April 06, 2021

Lock and Load



Lock and Load
Practical? Maybe not. Badass? Definitely.
Vitaly V. Kuzmin, Wikimedia Commons

If you absolutely need to pepper the air with five shotgun shells in rapid succession, Russia's foremost arms manufacturer has you covered.

Rostech, the state monopoly corporation that oversees the production of military equipment, has announced the re-release of its revolver shotgun. We'll leave it up to you whether it looks goofy or cool.

The firearm, which features a drum of five 12-gauge shells that are fired in a semiautomatic sequence, is scheduled to enter production later this year for the civilian hunting sector. What exactly you need five quick shotgun blasts to hunt is anyone's guess.

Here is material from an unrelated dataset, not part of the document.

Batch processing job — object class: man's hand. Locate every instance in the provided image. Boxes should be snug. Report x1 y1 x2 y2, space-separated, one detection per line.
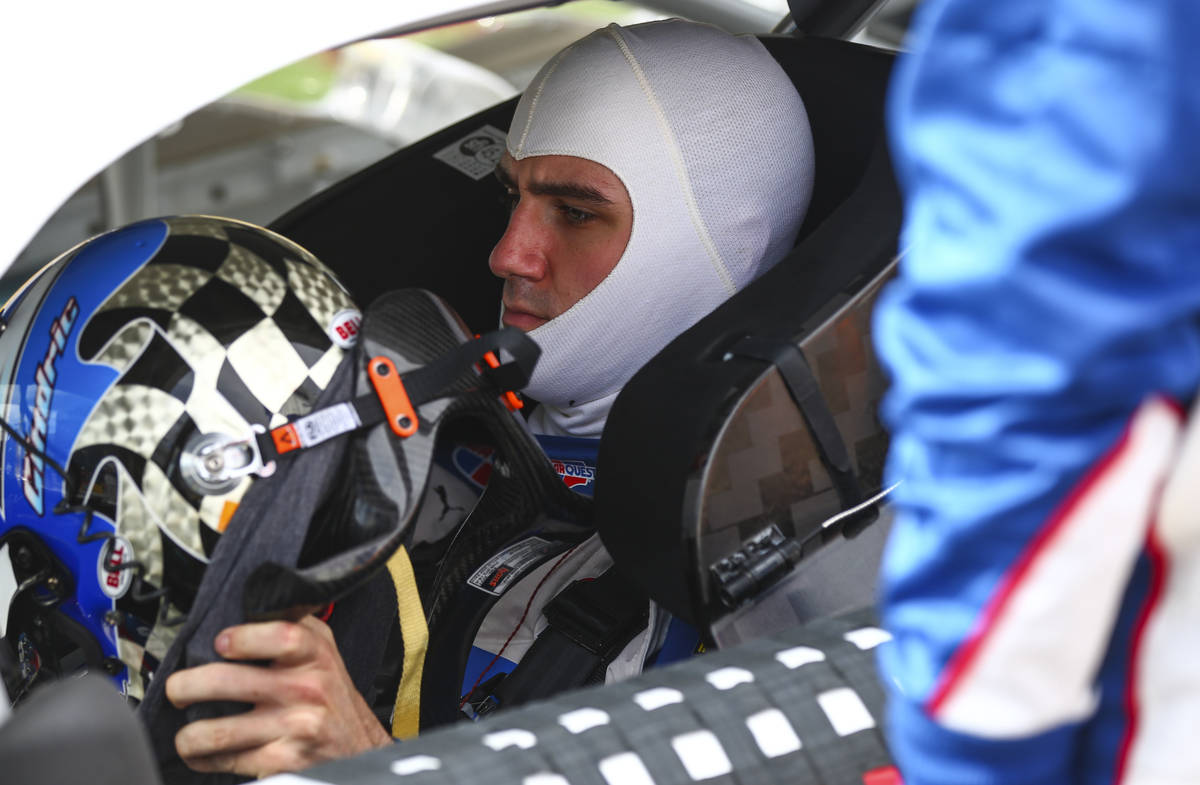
167 616 391 777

Dubbed the MTc-255, it's likely to be the only gun of its kind on the market. A limited production run occurred in the 1990s and 2000s, but, due to the poor economic situation in Russia at the time (apparently demand for revolver shotguns just wasn't there), the project fizzled out. Rostech is now proud to be breathing new life into this curio, since Russia's fiscal situation is doing well enough these days that some citizens might have the disposable income to pick one up.

Unfortunately, the revolver shotgun is a little old-school in that it doesn't sync to your phone. But that just makes those high-noon cattle-rustler patrols all the more immersive.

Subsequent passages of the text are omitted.